The third mode sits between RPC and databases: asynchronous message passing via a message broker (RabbitMQ, ActiveMQ, Kafka, NATS, and others). A sender (producer) posts a message to a named queue or topic; the broker stores it and delivers it to one or more consumers. Like RPC, the message goes to another process with low latency; like a database, it goes through an intermediary that holds the data temporarily. The advantages over direct RPC:

Buffering — the broker acts as a buffer if the recipient is unavailable or overloaded, improving reliability.
Redelivery — it can automatically redeliver messages to a process that crashed, preventing message loss.
Decoupling — the sender doesn't need to know the recipient's IP address or port, which is especially useful in a cloud where instances come and go.
One-to-many — one message can be delivered to several consumers (publish/subscribe).
Sender independence — the sender simply publishes and forgets; it usually doesn't expect a reply.

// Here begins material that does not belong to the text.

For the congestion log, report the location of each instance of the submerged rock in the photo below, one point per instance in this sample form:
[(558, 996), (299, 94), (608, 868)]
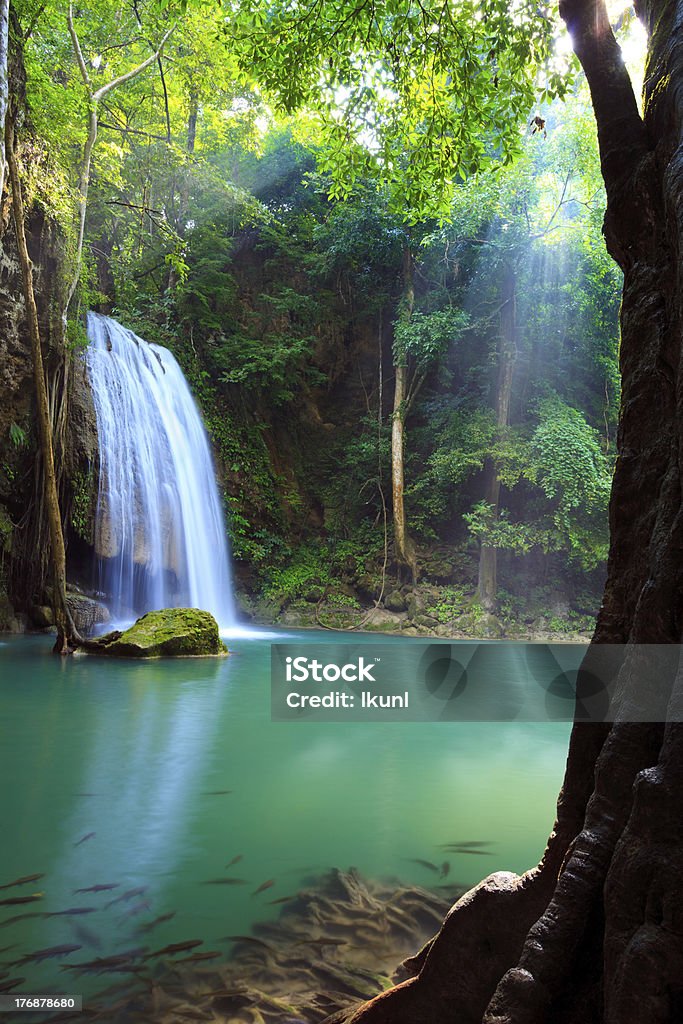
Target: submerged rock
[(168, 633), (86, 611)]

Because messages are just byte sequences with some metadata, all the same encoding and compatibility concerns apply — and the asynchronous, decoupled nature actually makes forward/backward compatibility more important, since producers and consumers are deployed and upgraded entirely independently.

Distributed Actor Frameworks

A related model is the actor model: concurrency is expressed as actors — independent entities that hold local state and communicate only by sending each other asynchronous messages, sidestepping shared-memory threading problems. In a distributed actor framework (Akka, Microsoft Orleans, Erlang OTP), this message-passing model is extended transparently across nodes; because messages are already the unit of communication, the same framework scales an application from one machine to many. The catch returns one last time: when you do a rolling upgrade of an actor-based application, you must still ensure messages encoded by one version can be decoded by another.

takeaway

Encoding is where the abstract idea of "evolving a system" meets concrete bytes. Pick a format that makes compatibility explicit (schema-based binary for high-volume internal data; JSON for open APIs), and remember that databases, services, and message brokers are all encoding boundaries where old and new code meet. Get this right and you can change a running system fearlessly; get it wrong and every deploy risks silently corrupting or dropping data.

🎯 interview hot-takes

Backward vs forward compatibility? Backward = new code reads old data (easy). Forward = old code reads new data (hard; it must ignore unknown fields). Rolling upgrades need both at once.
Why are field tags so important in Protobuf/Thrift? The numeric tag, not the name, identifies a field in the bytes — that's what keeps it compact and what makes the evolution rules (add optional fields with new tags, never reuse a tag) safe.
What's special about Avro? It matches a writer's schema against a reader's schema by field name, with defaults filling gaps — no tag numbers — which is perfect for dynamically generated schemas like Kafka + Schema Registry.
Why is location-transparent RPC criticized? A network call can time out with an unknown result, unlike a local call; pretending otherwise ignores partial failure and forces you to design for idempotency, retries, and timeouts.